At present, the responsibility for fighting e-crime is split between different law enforcement units. Serious, or Level 3, crimes are supposedly handled by the Serious Organised Crime Agency (SOCA), although it emerged this week that the agency may be struggling to fulfil its remit. More minor crimes, Levels 1 and 2, are meant to be dealt with at a local police level.

However, McMurdie's report shows that this approach is failing.

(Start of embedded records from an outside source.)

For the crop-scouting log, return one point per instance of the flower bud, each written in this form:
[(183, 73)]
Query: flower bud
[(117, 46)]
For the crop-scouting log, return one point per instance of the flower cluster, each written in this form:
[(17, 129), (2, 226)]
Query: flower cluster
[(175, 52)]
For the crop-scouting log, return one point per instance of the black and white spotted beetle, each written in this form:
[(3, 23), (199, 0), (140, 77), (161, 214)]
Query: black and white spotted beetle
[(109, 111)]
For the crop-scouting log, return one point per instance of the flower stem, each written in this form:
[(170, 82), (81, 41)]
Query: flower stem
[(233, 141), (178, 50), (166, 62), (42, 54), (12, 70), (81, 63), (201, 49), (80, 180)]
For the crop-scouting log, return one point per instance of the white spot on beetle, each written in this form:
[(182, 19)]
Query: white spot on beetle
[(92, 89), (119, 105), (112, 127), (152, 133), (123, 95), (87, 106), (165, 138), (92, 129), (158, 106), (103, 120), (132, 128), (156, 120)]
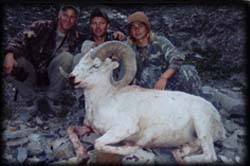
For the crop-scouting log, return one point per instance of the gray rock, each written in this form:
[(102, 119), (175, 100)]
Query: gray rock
[(225, 159), (34, 137), (230, 126), (64, 151), (58, 142), (17, 142), (231, 141), (17, 134), (35, 148), (24, 115), (38, 121), (22, 154)]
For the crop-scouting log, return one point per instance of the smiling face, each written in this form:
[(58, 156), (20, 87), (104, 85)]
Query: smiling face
[(99, 26), (66, 20), (138, 31)]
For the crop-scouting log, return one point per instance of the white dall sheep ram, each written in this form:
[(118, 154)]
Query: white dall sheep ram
[(140, 117)]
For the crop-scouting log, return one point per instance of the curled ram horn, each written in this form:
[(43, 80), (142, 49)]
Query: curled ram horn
[(127, 60), (64, 73)]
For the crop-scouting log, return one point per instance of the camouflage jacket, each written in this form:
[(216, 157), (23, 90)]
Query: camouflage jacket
[(154, 59), (37, 43)]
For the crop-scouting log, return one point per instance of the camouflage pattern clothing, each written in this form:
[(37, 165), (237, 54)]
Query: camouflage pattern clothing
[(39, 50), (37, 44), (158, 56)]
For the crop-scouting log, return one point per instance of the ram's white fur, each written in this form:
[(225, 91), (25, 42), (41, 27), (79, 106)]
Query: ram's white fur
[(140, 117)]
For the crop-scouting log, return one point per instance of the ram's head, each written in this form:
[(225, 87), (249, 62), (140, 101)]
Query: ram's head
[(98, 60)]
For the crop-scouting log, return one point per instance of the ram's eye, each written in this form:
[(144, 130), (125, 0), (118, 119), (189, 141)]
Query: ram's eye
[(95, 66)]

She warned that "specialist [local] e-crime units can no longer cope with all e-crime".

The solution proposed — creating a national e-crime unit — appears to be similar to the National Hi Tech Crime Unit (NHTCU), which was amalgamated into SOCA last year. Some experts have claimed that SOCA is failing to address e-crime effectively, or to liaise properly with British businesses.

The Met declined to comment on whether its report was calling for NHTCU to be re-established, which would effectively mean that SOCA had failed in its responsibilities towards e-crime. "It's all very early days. We're discussing the need for a national e-crime unit, but it's far too early to discuss detail at this stage."

Other key points made by the report included:

  • The ability of law enforcement to investigate all types of e-crime locally and globally "must be mainstreamed as an integral part of every investigation", for example specialist, murder, robbery, extortion demands, identity theft or fraud.
  • The police service cannot undertake to investigate all e-crime allegations as a matter of course: "Due to the volume of offences and the national and international nature of e-crime, sometimes involving hundreds or thousands of victims," said the report.
  • The Met would be willing to establish its own overarching computer crime unit to co-ordinate the response of its existing specialist units involved in fighting cybercrime. These are the Computer Crime Unit (CCU), Paedophile Unit; Counter Terrorist Command Intelligence Bureau, Clubs and Vice, and Computer Services Laboratory (CSL), Professional Standards, and Covert Policing Command.
  • Few UK virus writers and hackers have been prosecuted. "The policing of e-crime faces the challenge of keeping pace with technological advances," said the report. "Hackers and virus writers have evolved from largely enthusiastic amateur 'criminals' to financially motivated, organised global criminal enterprises."